Evelyn Abel will fold two thousand if it will bring Luc back to her.

Luc Argent has always been intimately acquainted with death. After a car crash got him a second chance at life—via someone else’s transplanted heart—he tried to embrace it. He truly did. But he always knew death could be right around the corner again.

And now it is.

Sick of hospitals and tired of transplants, Luc is ready to let his failing heart give out, ready to give up. A road trip to Oregon—where death with dignity is legal—is his answer. But along for the ride is his best friend, Evelyn.

And she’s not giving up so easily.

A thousand miles, a handful of roadside attractions, and one life-altering kiss later, Evelyn’s fallen, and Luc’s heart is full. But is it enough to save him? Evelyn’s betting her heart, her life, that it can be.

Right down to the thousandth paper crane.

Goodreads

Published: April 4 2017

This was such a cute read and I really enjoyed most of it. It’s just that there were a couple of major bits that made it lose points with me.

Pros

It was cute

This was a very cute road trip romance that I really enjoy simply because of how simple and easy it was.

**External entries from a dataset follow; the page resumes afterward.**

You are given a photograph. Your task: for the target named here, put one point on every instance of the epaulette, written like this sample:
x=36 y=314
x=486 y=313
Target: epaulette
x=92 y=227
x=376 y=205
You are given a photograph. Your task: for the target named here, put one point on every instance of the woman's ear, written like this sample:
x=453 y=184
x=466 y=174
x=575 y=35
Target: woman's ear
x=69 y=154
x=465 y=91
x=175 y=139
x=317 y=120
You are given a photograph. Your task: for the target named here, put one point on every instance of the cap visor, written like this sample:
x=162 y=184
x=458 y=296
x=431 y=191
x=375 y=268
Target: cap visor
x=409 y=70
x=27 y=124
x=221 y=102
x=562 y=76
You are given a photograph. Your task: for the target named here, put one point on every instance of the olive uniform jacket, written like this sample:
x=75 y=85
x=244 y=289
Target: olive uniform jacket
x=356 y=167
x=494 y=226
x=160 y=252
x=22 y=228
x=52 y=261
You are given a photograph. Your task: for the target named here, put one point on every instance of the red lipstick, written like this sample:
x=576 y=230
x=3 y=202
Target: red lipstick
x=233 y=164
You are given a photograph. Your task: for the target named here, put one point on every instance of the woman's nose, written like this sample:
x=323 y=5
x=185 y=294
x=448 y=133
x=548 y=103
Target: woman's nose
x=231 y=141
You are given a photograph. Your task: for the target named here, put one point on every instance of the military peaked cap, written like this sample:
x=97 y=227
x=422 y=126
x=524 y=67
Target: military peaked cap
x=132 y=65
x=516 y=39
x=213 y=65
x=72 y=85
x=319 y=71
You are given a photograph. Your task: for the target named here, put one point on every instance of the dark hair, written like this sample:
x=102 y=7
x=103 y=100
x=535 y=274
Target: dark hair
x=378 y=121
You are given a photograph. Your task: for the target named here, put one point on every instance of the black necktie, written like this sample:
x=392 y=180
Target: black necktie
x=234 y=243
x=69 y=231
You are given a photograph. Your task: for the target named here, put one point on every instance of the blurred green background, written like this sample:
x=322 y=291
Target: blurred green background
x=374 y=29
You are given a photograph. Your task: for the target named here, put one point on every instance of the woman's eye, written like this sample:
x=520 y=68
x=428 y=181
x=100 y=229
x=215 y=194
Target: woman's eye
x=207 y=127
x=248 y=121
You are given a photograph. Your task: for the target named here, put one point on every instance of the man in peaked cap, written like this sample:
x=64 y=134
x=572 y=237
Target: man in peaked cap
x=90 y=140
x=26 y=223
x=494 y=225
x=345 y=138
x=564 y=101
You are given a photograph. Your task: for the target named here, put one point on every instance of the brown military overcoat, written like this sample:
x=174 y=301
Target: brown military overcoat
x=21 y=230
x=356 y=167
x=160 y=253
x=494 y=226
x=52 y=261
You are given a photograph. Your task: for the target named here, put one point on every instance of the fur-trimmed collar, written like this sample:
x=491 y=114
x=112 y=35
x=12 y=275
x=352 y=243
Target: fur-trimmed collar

The relationship between Luc and Evelyn was just adorable and mushy. The whole trip just  such a lovely journey that I felt really privileged to be on. It was an adventure that’s for sure.

The illness was fleshed out well

I also liked how Luc’s illness was properly brought out in the book. So he wasn’t suddenly superman on this road trip but he had his ups and downs just like if he were to be at home.

Evelyn was a great character

Evelyn was such a lovely human being. Her mildness just reminded me a lot of myself and I really liked her. She was so sweet as compared to Luc who I actually didn’t really like personality-wise for most of the book.

It handled a tough subject well

This book is basically about euthanasia and the right to die. Topics that are still widely discussed and debated. I think this book took the topic and just spun it in a way that was very easy to understand

Cons

The lack of backstory

I actually think their love story was really natural but I think what was missing was the backstory and how they became friends. We start out the book with Evelyn returning home after some time away. So she and Luc have been friends for ages but we only come in somewhere around the middle.

I guess that’s what made me feel like there was just something not so right. I think the whole move would have been more impactful if we could actually understand just how close they were before the story begins.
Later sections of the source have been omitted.